Demand from companies wanting short-term accommodation – particularly serviced apartments – for overseas assignees has soared in recent years and shows no sign of abating, according Knight Frank’s 2016 Global Cities report.
Over the past seven years, the report says, the number of serviced apartments has grown by 80 per cent and now totals more than 750,000 properties worldwide, some 61 per cent of them in the US and 17 per cent in Europe. The trend looks set to continue, with the number of apartments increasing by as much as 18.2 per cent between 2014 and 2015.
The fact that demand exceeds supply puts upward pressure on occupancy levels, the authors add.

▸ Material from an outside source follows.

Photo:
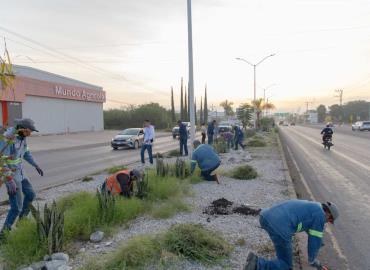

Nearly three-quarters of global operators report a year-on-year increase. Given these high occupancy rates, it is no surprise that more hotels are moving into the market.
According to the report, there is a growing trend for operators to locate serviced apartments and hotels on the same site, producing savings during development and operation.
While short-term assignments are forecast to grow to more than a fifth of all international relocations in the three years to 2017, long-term assignments are expected to fall from 52 per cent to 45 per cent over the same period.
The report also notes that the availability of short-term rental accommodation is not meeting demand in many markets, such as Asia.
Tom Bill, head of London residential research at Knight Frank, comments, “For investors and landlords, there are clear long-term rewards in the world of short-term rental accommodation. Cities that embrace the flexibility of models like serviced apartments will reap the economic rewards.”